The implementation of higher added value, well-paid job opportunities and the associated socio-cultural upswing will create a huge market for European services and products on the African continent. © Jeanette Dietl/stock.adobe.com


Countries around the world are fiercely competing for a slice of Africa’s markets, resources, and opportunities. Given that other nations have already gained an advantage over Germany, the time has come to build the continent’s textile industry with German help.

Indeed, Africa has increasingly become the focus of the international community in recent years. Strengthened by democratic governments and a generation of young, motivated people, Africa is a future market and location for European companies which are having to assert themselves in an ever more volatile and global marketplace. Growth in Africa must be driven by the development of a textile industry.

History has taught us that the economic and social evolution of first-world countries was significantly bolstered by the simultaneous rise of a textile industry. Indeed, the textile industry has made important contributions in areas such as standardisation, automation, and technical development. Building on the simple products and machine technology of the early days, the industry has since matured into an engine of innovation and an important pillar of the industrialised world. These foundations, enriched by the experiences of recent decades, must now be transferred to the African continent. Partnerships need to be formed that focus, above all, on the areas of education and training, but also on enhancing the appeal for foreign investors. To achieve these ambitious goals, the UN and the German and Ethiopian governments have initiated and already implemented numerous projects. The development of the textile sector is thus a central component of the Ethiopian government’s new 10-year plan (10/2020). At the same time, the German Federal Government is sponsoring bilateral projects as part of the Special Initiative on Africa and international development cooperation (cf. the Federal Government’s Textile Action Plan 2018).

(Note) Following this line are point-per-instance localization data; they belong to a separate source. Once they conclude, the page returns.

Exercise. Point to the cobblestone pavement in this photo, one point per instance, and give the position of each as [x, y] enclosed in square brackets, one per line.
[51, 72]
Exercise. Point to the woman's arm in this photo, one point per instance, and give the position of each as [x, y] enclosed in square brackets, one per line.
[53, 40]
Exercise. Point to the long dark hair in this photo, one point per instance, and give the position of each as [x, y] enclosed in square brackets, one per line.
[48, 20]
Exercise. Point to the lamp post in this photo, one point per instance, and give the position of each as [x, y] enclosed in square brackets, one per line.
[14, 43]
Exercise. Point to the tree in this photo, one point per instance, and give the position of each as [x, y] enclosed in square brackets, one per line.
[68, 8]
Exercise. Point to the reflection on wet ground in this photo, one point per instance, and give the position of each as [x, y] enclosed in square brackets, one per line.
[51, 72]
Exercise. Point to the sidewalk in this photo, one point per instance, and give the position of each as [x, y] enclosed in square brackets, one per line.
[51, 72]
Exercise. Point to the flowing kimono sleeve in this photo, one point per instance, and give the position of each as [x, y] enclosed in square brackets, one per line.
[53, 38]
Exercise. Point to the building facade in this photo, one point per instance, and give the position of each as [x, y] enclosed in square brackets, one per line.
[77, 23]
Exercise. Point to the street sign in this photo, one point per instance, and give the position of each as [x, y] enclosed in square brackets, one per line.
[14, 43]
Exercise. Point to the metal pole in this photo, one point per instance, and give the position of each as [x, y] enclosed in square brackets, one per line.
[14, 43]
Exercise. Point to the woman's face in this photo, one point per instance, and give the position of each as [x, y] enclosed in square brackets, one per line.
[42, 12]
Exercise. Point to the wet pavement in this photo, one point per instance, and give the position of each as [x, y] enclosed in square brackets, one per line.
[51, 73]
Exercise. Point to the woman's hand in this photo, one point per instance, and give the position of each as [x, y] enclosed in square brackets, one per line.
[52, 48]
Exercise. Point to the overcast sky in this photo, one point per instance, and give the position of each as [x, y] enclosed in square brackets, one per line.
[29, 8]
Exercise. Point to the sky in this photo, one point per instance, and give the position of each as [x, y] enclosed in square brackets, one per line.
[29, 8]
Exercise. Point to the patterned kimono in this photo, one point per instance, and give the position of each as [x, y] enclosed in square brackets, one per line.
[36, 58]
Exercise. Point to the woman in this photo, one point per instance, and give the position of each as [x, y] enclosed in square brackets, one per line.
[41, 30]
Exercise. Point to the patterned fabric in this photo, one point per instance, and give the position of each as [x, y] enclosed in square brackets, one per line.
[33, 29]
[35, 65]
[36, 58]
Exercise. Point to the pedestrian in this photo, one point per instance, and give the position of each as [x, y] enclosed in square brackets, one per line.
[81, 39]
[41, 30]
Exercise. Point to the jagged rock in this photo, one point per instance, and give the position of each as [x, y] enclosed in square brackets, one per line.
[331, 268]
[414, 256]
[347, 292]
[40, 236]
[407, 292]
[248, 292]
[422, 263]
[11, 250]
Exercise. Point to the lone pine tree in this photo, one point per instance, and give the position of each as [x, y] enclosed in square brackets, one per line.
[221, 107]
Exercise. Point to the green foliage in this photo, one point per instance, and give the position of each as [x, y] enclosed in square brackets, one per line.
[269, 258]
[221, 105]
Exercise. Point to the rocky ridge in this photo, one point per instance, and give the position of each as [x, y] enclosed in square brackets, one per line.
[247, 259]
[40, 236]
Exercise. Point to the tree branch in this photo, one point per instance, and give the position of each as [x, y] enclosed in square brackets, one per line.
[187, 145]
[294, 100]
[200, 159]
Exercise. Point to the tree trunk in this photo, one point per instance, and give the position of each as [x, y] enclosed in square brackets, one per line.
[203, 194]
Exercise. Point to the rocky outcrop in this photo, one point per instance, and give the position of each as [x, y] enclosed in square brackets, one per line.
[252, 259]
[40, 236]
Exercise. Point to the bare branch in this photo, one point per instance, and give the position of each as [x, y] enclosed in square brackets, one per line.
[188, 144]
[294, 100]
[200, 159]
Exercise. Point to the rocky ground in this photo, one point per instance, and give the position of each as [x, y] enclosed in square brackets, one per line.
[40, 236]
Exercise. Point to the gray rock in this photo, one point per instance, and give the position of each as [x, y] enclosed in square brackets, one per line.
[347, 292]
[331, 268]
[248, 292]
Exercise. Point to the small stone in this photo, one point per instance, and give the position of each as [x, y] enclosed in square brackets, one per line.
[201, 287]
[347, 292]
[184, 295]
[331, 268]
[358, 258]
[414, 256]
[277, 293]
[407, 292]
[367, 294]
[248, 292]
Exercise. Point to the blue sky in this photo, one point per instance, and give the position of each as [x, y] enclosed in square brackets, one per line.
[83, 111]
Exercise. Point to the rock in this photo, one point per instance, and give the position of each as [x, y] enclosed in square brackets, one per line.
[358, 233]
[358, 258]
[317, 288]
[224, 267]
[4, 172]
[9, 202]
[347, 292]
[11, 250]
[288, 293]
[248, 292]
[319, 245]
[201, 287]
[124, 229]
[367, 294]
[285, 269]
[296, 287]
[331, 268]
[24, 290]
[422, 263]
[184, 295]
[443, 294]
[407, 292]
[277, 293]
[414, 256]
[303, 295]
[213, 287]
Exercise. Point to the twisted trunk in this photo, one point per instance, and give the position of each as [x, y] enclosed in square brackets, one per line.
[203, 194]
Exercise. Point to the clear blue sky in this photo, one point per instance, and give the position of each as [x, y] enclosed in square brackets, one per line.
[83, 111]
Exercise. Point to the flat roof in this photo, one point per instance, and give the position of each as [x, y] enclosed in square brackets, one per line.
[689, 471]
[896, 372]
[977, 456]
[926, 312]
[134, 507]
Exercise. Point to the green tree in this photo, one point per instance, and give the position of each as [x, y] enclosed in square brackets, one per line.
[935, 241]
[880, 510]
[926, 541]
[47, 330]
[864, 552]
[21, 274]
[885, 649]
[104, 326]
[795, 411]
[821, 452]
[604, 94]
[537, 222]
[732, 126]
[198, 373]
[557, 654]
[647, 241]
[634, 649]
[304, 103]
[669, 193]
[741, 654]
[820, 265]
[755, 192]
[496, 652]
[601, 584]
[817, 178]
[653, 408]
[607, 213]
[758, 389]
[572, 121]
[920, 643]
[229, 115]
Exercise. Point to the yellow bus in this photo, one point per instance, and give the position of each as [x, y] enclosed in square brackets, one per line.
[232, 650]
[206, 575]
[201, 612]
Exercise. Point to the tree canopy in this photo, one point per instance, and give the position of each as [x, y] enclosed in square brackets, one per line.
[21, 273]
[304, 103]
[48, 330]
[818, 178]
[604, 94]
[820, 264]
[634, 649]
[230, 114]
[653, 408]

  • Ethiopia has a population of approximately 118 million inhabitants, 80 per cent of whom are under 30 years of age. If a burgeoning textile industry and strong value creation are to become a reality, it is important to draw on this reservoir of young, motivated people in the years ahead.

  • Indeed, the people of Ethiopia are currently finding employment mainly in the garment industry, with mostly young women and girls making up the fashion and clothing of large international corporations. The manufacturing companies are often owned by Asian firms, incentivised to set up in Ethiopia by low wages for unskilled labour along with minimal energy costs.

  • The competition for the cheapest extended workbench between Africa and Southeast Asia is leading to a downward spiral to the detriment of the workers. This can only be stopped by promoting further development in the textile sector.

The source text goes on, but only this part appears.